Ms. Rabinowitz is wrong. Since the September 11 terrorist attacks, there’s been a substantial increase in “bias” against American Muslims and Muslims generally. How many times have you heard someone insist that being Muslim is incompatible with being a loyal American citizen? Or denigrate the religion as inherently violent? How many arguments have been published calling for Muslims to be subject of profiling at airports? Or suggesting that immigration from Muslim majority countries should be stopped?

It would be more accurate for Ms. Rabinowitz to point out that there hasn’t been a violent backlash against American Muslims, that America has elected presidents that encouraged religious tolerance and spoke against stereotyping, and that there haven’t been abrogations of civil liberties on par with what was done to Japanese Americans during World War II.

All valid points worth noting.

It’s also true that the United States government rounded up a lot of innocent Muslims, and held them for years on end without charges in various prisons around the world, sometimes torturing them, but more frequently just letting them rot at Guantanamo Bay, sometimes even after their innocence was established.

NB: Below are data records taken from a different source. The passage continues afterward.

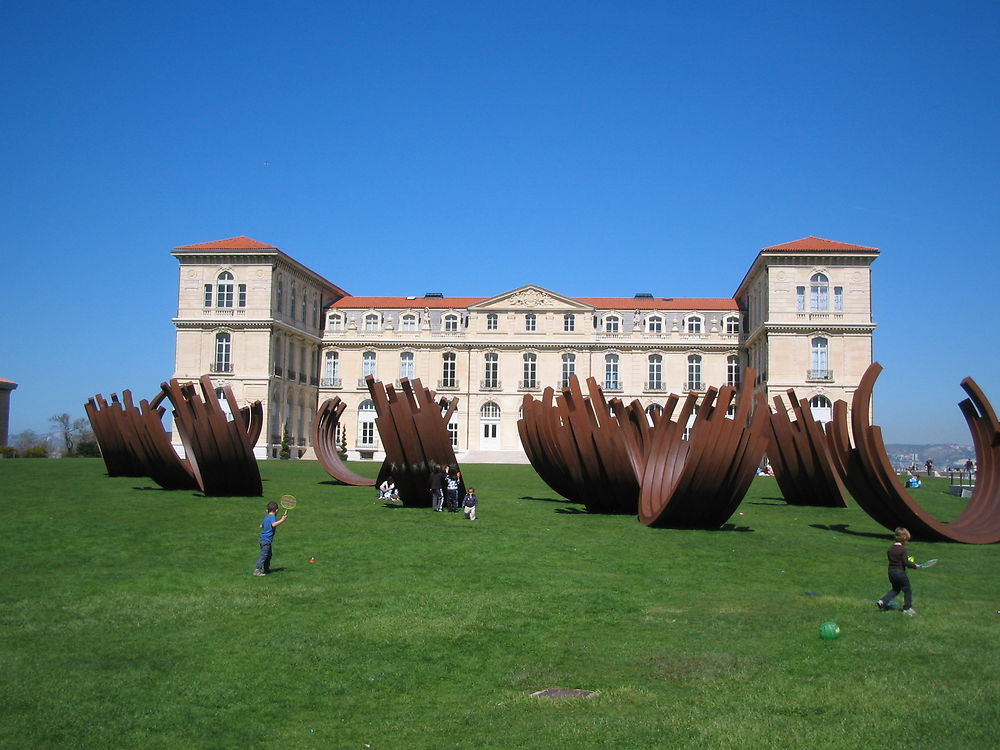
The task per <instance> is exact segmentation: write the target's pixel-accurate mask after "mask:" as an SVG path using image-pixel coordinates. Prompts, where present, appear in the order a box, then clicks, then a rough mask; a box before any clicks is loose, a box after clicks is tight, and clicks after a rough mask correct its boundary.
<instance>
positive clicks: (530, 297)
mask: <svg viewBox="0 0 1000 750" xmlns="http://www.w3.org/2000/svg"><path fill="white" fill-rule="evenodd" d="M593 309H594V308H593V307H591V306H590V305H586V304H584V303H582V302H580V301H579V300H576V299H573V298H572V297H564V296H563V295H561V294H556V293H555V292H550V291H549V290H548V289H543V288H542V287H540V286H534V285H529V286H522V287H520V288H518V289H514V290H512V291H510V292H505V293H503V294H498V295H497V296H496V297H490V298H489V299H485V300H483V301H482V302H477V303H476V304H475V305H470V306H469V310H476V311H485V310H560V311H563V310H565V311H589V310H593Z"/></svg>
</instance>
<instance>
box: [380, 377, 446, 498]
mask: <svg viewBox="0 0 1000 750" xmlns="http://www.w3.org/2000/svg"><path fill="white" fill-rule="evenodd" d="M365 382H366V383H367V385H368V392H369V393H370V394H371V397H372V401H373V402H374V403H375V412H376V414H377V415H378V416H376V417H375V426H376V427H377V428H378V434H379V438H380V439H381V440H382V448H383V449H384V450H385V461H384V462H383V463H382V467H381V468H380V469H379V473H378V478H377V479H376V480H375V481H376V482H377V483H379V484H381V483H382V481H383V480H385V479H387V478H389V477H392V479H393V481H394V482H395V484H396V489H397V490H399V498H400V500H401V501H402V503H403V505H405V506H408V507H430V505H431V496H430V474H431V471H432V470H433V468H434V466H435V465H439V466H451V467H455V468H457V467H458V461H457V459H456V458H455V451H454V449H453V448H452V446H451V437H450V436H449V435H448V421H449V420H450V419H451V417H452V415H453V414H454V413H455V409H456V408H457V407H458V399H457V398H455V399H451V400H450V401H449V400H447V399H443V398H442V399H441V400H440V401H435V400H434V399H435V395H434V392H433V391H431V390H428V389H427V388H424V387H423V386H422V385H421V383H420V380H419V379H414V380H413V381H412V383H411V381H410V380H409V379H408V378H401V379H400V387H401V388H402V393H400V392H398V391H397V390H396V389H395V388H393V387H392V386H391V385H389V386H385V385H383V384H382V382H381V381H377V380H375V378H373V377H372V376H370V375H369V376H368V377H366V378H365ZM464 492H465V483H464V481H460V482H459V493H460V495H461V494H464Z"/></svg>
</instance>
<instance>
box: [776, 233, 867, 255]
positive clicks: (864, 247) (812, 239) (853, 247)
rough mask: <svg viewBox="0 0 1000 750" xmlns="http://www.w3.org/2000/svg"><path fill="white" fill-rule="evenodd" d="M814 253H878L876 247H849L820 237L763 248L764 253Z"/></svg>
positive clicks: (806, 237) (797, 240)
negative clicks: (824, 239)
mask: <svg viewBox="0 0 1000 750" xmlns="http://www.w3.org/2000/svg"><path fill="white" fill-rule="evenodd" d="M775 250H776V251H778V252H781V251H792V252H794V251H802V250H806V251H814V250H823V251H830V250H833V251H835V252H865V253H870V252H872V251H878V248H877V247H866V246H864V245H849V244H847V243H846V242H837V241H835V240H824V239H823V238H822V237H812V236H809V237H803V238H802V239H801V240H794V241H793V242H786V243H784V244H783V245H772V246H771V247H765V248H764V251H765V252H771V251H775Z"/></svg>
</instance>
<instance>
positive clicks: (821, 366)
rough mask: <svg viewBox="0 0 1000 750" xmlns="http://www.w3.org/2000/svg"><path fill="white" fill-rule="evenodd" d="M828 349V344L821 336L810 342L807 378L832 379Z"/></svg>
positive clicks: (816, 378) (827, 342)
mask: <svg viewBox="0 0 1000 750" xmlns="http://www.w3.org/2000/svg"><path fill="white" fill-rule="evenodd" d="M829 348H830V346H829V342H828V341H827V340H826V339H825V338H823V337H822V336H817V337H816V338H814V339H813V340H812V353H811V357H810V366H809V377H811V378H814V379H816V380H826V379H829V378H831V377H832V375H831V374H830V354H829Z"/></svg>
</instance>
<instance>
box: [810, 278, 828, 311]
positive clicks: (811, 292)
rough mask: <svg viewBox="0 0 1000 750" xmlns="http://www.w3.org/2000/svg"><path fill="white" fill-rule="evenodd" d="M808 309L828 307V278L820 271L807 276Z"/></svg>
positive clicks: (823, 307) (812, 309)
mask: <svg viewBox="0 0 1000 750" xmlns="http://www.w3.org/2000/svg"><path fill="white" fill-rule="evenodd" d="M809 309H810V310H828V309H830V280H829V279H828V278H827V277H826V275H825V274H822V273H814V274H813V275H812V276H811V277H810V278H809Z"/></svg>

This is more the doing of America’s elite than what Ms. Rabinowitz calls its “suspect rabble,” but insofar as the latter group is supportive of these civil liberties abrogations, a bit of preemptive rhetoric to discourage blow back against innocent members of a religious minority doesn’t seem inappropriate. And taking such outraged exception to it strikes me as another unfortunate example of a cultural conservative carrying an unduly large chip on her shoulder. When I listen to Mayor Bloomberg, I think he’s talking to the small minority of Americans who would consider lashing out at Muslims. Those kind of people exist in every society, and it is a responsibility of leadership to dissuade them from rash action. Ms. Rabinowitz hears the same speech and assumes that Bloomberg views average Americans as violence prone rabble. Nonsense. It is dismaying to see how readily the right has adopted the culture of taking offense.

And apparently my take on this matter puts me outside the category of “ordinary Americans” that Ms. Rabinowitz invokes. Funny, I fancy myself as ordinary a citizen as anyone else. Perhaps she can explain why those of us who applaud the thrice elected mayor of America’s largest city inhabit a class of judgmental others in her column.